Audiobook producers are answering demand with an increase in supply as 13,255 titles were released in 2012, up from 4,602 in 2009. Some publishers are also attempting to create an exclusively audio genre. AudioGo has produced approximately twenty-five works, ranging from a remix of radio broadcasts depicting top moments in the history of baseball to a collection of original horror stories, available only for audio. The company also plans revivals of old-fashioned radio plays; in the works are ten full-cast productions to feature actors like Val Kilmer and Stacy Keach to portray roles such as Zorro and Mike Hammer. Audible has also joined the ranks, producing close to twenty original audio works in fast growing categories such as mystery and science fiction. Earlier this year, Audible recruited Orson Scott Card to write a six-hour dramatization of his best selling novel “Ender’s Game.” The audio version, entitled “Ender’s Game Alive,” will be released this October just prior to the Hollywood premier of the movie version of the novel (the cast includes Harrison Ford and Ben Kingsley). Card emphasizes the radio play is “not a simple adaptation, it is a new telling of the same story.” Other novelists are taking cue and working on their own audio exclusives: David Hewson, a British novelist of twenty-two titles, recently released “The Flood” straight to audio. Hewson said, “Until a year or two ago, audio had to come out with print, but audio is kind of its own thing now. It’s become a hot medium.”

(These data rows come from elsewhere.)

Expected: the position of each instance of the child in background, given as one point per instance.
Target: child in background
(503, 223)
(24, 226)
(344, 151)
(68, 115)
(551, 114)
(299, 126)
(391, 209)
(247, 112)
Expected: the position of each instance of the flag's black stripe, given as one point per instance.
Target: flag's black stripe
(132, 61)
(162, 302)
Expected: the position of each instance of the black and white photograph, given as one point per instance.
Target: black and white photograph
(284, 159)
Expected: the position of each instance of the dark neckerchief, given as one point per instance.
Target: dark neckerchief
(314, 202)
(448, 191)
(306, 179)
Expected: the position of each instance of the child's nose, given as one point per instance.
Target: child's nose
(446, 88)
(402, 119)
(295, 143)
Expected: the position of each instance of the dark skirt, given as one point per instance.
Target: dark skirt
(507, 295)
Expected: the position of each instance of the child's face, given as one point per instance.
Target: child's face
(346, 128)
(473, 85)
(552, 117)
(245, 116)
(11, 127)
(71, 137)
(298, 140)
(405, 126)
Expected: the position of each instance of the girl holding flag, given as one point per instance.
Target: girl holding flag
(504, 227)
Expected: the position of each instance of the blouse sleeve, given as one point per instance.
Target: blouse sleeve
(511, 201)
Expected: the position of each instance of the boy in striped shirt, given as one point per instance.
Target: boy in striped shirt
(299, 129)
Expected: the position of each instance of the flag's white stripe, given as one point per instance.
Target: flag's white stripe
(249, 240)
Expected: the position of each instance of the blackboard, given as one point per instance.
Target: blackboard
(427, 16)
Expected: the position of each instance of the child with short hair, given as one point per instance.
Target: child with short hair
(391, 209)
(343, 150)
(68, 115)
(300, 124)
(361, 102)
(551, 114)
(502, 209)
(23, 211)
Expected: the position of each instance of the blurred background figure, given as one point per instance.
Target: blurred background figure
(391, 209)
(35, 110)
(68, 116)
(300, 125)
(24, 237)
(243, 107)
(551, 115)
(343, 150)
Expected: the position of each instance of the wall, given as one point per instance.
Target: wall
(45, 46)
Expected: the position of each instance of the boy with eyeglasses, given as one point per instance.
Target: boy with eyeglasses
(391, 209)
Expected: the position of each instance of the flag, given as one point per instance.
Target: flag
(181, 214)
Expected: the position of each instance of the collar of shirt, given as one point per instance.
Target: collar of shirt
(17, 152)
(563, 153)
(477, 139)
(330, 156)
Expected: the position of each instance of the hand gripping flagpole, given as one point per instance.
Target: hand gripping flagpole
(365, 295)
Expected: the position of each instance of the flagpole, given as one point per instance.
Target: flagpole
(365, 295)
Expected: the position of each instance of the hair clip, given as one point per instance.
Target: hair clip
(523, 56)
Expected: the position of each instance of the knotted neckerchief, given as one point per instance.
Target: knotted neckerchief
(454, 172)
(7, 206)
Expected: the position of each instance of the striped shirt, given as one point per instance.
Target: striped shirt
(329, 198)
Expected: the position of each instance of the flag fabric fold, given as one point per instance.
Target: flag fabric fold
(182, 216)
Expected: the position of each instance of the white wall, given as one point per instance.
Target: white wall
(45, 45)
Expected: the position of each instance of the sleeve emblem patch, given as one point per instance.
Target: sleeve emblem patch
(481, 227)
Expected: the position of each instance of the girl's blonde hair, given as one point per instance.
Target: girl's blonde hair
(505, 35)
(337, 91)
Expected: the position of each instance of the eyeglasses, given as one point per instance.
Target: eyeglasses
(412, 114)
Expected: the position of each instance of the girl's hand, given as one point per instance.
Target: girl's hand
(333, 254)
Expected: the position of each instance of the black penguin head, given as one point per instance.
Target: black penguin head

Of course, there are those who doubt listening to a book while doing other tasks is as fulfilling as sitting down and reading. Nicholas Carr, author of The Shallows: What the Internet is Doing to Our Brains, warns, “If we come to think reading is the secondary activity we do while doing other stuff, then we lose that deepest and most important kind of reading. The broader danger is that technology will give us the illusion that everything can be done while multitasking, including reading.”